Carefully walk through the code in the `svlearn.approximator.univariate_approximator` python module. In particular, look at the function `create_network()` to see how a regression network has been created. Can you explain why the input and output layers have only one node?

Now, review the main training loop in the function: `train()`. See how the main loop interates over the many epochs (each epoch is one complete cycle through the data, while learning). Furthermore, note how there is an inner loop of learning, which works only with a mini-batch from the data-loader.

### Different activation  functions

Which activation function is the `UnivariateApproximator` using? Replace it with some other activation functions, and see how it affects the speed of training, as well as the final model quality (loss).

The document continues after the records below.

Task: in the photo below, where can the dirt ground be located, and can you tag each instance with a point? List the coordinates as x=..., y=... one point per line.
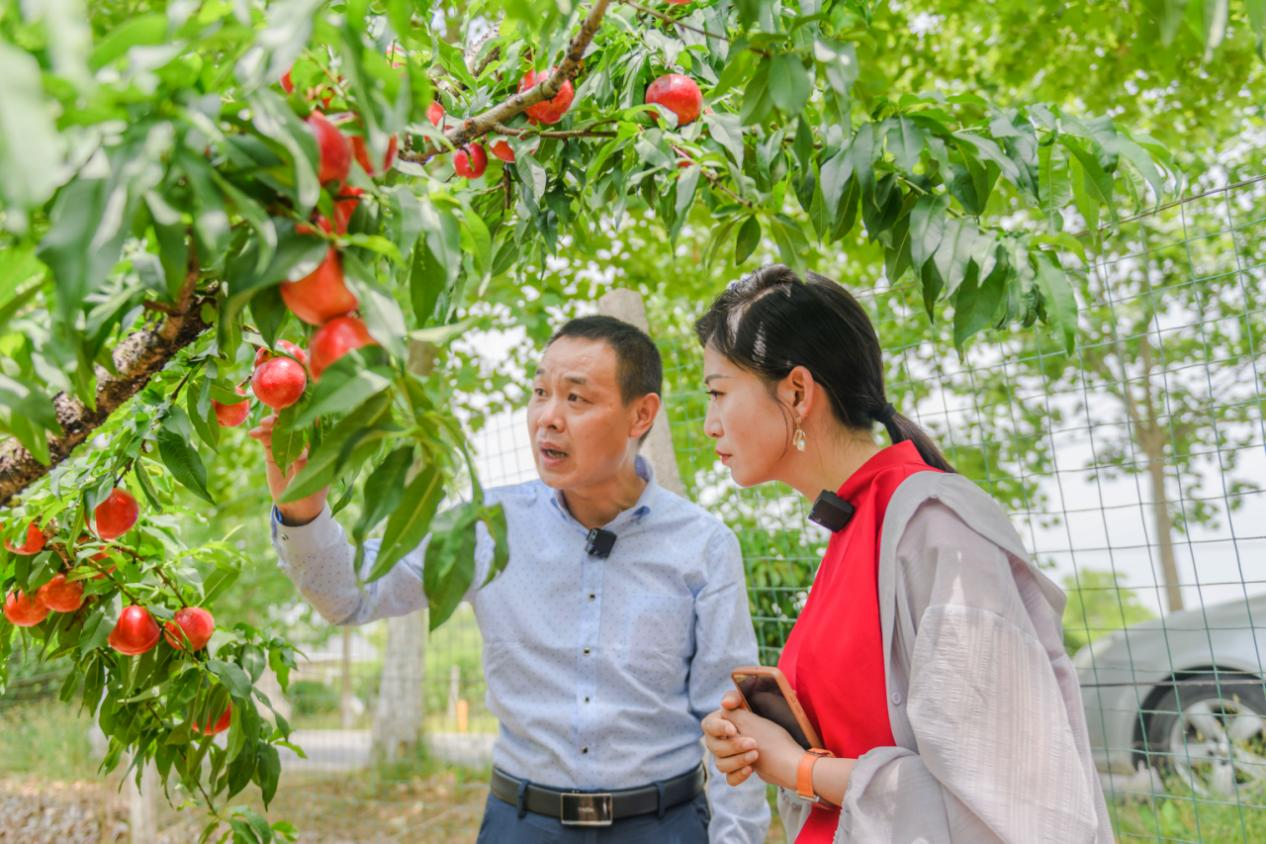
x=438, y=807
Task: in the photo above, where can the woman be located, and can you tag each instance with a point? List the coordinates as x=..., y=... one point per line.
x=929, y=652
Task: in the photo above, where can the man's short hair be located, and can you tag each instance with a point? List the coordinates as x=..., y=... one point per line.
x=638, y=367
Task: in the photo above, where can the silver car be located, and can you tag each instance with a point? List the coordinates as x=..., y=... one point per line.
x=1181, y=695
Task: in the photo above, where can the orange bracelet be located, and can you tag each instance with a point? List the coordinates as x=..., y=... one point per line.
x=804, y=773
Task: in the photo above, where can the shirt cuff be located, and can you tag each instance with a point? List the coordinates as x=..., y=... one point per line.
x=317, y=535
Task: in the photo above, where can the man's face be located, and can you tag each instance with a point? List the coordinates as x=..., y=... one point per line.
x=580, y=427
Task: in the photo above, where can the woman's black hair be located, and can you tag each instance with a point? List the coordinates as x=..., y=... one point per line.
x=771, y=322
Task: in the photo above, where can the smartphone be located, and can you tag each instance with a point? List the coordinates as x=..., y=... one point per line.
x=766, y=692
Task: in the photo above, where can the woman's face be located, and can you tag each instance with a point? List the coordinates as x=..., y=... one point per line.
x=752, y=430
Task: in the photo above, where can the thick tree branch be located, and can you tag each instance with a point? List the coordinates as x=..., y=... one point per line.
x=136, y=359
x=484, y=123
x=560, y=133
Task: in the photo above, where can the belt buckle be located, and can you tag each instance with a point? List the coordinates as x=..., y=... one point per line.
x=586, y=809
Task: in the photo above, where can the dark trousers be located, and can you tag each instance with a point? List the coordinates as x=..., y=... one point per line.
x=683, y=824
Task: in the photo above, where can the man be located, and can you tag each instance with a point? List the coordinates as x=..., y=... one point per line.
x=599, y=667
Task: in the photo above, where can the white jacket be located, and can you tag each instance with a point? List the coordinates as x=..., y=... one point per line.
x=983, y=699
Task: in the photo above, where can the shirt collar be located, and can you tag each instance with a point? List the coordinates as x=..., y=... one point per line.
x=889, y=457
x=639, y=510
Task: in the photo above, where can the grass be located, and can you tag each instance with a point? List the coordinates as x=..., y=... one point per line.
x=420, y=799
x=1180, y=816
x=48, y=739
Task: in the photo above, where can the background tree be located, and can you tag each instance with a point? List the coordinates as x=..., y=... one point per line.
x=170, y=204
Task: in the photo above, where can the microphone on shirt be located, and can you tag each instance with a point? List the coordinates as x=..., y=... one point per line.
x=831, y=511
x=599, y=543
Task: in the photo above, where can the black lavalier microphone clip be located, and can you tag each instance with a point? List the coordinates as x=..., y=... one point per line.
x=599, y=543
x=831, y=511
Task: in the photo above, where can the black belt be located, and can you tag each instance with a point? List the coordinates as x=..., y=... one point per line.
x=596, y=807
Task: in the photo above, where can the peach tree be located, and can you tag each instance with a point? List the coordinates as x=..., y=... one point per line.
x=214, y=211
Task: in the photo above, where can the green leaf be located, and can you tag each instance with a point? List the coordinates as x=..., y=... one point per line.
x=179, y=456
x=323, y=461
x=757, y=99
x=388, y=482
x=288, y=438
x=409, y=523
x=747, y=241
x=1059, y=303
x=789, y=82
x=143, y=31
x=979, y=305
x=31, y=147
x=198, y=403
x=232, y=676
x=494, y=519
x=84, y=242
x=28, y=415
x=927, y=228
x=275, y=119
x=905, y=141
x=267, y=772
x=448, y=571
x=342, y=387
x=1055, y=190
x=836, y=172
x=727, y=130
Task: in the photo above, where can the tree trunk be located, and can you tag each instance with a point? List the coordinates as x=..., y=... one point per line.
x=398, y=719
x=348, y=716
x=1152, y=442
x=143, y=806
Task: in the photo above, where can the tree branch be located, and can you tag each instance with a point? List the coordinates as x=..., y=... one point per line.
x=136, y=359
x=672, y=22
x=566, y=71
x=501, y=129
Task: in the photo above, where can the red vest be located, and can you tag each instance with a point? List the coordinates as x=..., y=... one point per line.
x=834, y=654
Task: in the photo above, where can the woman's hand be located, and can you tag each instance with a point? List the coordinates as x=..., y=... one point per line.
x=734, y=753
x=745, y=743
x=296, y=513
x=777, y=753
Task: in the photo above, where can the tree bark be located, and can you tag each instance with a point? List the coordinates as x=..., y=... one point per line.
x=136, y=359
x=400, y=713
x=1153, y=448
x=484, y=123
x=346, y=713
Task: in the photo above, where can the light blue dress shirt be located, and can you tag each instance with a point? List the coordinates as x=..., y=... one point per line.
x=599, y=671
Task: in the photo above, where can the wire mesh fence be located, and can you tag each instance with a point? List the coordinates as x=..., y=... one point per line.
x=1131, y=468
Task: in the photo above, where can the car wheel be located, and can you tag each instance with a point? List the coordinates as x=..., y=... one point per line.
x=1210, y=735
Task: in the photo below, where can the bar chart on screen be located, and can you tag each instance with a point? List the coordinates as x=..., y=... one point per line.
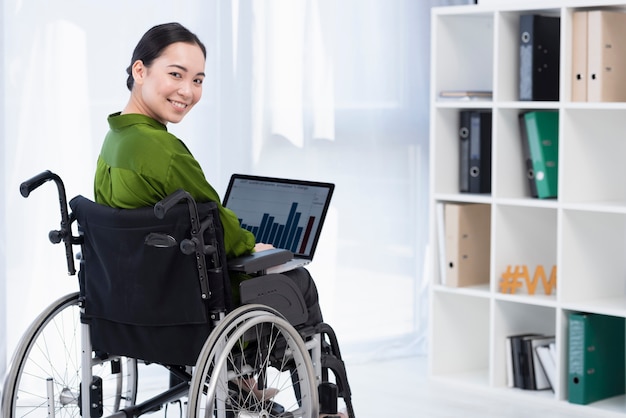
x=286, y=214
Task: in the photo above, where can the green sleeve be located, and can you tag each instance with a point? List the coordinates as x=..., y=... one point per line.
x=185, y=172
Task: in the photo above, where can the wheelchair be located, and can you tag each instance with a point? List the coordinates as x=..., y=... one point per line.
x=154, y=289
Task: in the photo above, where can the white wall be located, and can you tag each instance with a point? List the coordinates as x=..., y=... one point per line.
x=65, y=63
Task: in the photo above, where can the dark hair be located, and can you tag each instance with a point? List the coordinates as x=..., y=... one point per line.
x=153, y=42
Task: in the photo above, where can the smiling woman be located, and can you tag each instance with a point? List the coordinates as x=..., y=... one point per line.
x=166, y=86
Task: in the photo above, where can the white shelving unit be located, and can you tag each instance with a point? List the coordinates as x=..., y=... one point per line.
x=583, y=232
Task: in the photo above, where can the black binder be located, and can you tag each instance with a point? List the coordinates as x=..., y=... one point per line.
x=475, y=151
x=539, y=57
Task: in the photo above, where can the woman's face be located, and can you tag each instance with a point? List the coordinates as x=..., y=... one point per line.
x=172, y=85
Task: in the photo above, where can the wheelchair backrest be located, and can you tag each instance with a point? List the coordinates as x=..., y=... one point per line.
x=142, y=295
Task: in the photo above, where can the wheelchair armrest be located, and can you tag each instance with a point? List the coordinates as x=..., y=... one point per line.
x=259, y=261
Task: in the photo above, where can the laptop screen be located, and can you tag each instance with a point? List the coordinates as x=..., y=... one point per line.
x=286, y=213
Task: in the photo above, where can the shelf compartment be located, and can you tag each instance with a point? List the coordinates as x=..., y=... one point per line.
x=524, y=236
x=463, y=66
x=507, y=47
x=593, y=246
x=511, y=318
x=446, y=151
x=591, y=155
x=460, y=331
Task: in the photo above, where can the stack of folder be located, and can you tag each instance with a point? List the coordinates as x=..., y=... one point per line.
x=475, y=151
x=465, y=237
x=525, y=369
x=539, y=48
x=540, y=140
x=598, y=56
x=596, y=357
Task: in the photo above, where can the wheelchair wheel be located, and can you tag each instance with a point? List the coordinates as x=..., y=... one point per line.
x=47, y=365
x=253, y=344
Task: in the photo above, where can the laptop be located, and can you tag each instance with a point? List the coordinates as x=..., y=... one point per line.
x=286, y=213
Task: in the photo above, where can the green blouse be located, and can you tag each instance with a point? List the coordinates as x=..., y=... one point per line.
x=141, y=163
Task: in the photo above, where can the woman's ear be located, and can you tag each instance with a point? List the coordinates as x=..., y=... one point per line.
x=139, y=71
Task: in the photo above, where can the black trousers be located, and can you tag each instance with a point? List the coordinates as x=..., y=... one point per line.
x=302, y=279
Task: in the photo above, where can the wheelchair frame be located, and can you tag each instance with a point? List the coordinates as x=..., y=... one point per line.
x=214, y=386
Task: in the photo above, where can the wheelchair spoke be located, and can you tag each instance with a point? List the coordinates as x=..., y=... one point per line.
x=48, y=361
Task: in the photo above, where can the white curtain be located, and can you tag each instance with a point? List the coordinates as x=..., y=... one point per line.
x=338, y=92
x=312, y=89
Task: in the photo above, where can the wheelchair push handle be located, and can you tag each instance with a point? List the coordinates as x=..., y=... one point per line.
x=163, y=206
x=64, y=233
x=31, y=184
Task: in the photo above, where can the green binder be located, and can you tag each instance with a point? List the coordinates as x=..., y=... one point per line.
x=596, y=357
x=541, y=135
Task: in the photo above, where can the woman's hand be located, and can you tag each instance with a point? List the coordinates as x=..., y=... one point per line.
x=260, y=246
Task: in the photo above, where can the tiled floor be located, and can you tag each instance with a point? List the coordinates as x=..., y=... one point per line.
x=400, y=388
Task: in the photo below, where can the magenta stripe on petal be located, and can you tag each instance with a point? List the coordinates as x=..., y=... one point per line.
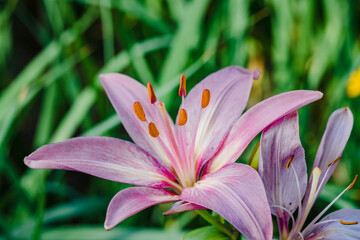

### Different learning rates

What is the learning rate in the `UnivariateApproximator`? What would happen if you increase or decrease the learning rate by a few orders of magnitude? Try it out, and discuss the results in our course slack channel.

### Structure of the neural network

What would happen if you either increase or decrease the number of layers in the neural network? In particular, what would happen if you consider a network with only one hidden layer? Try and find out. Can you get good results with only one layer? If so, what do you observe about the number of nodes you built that layer from?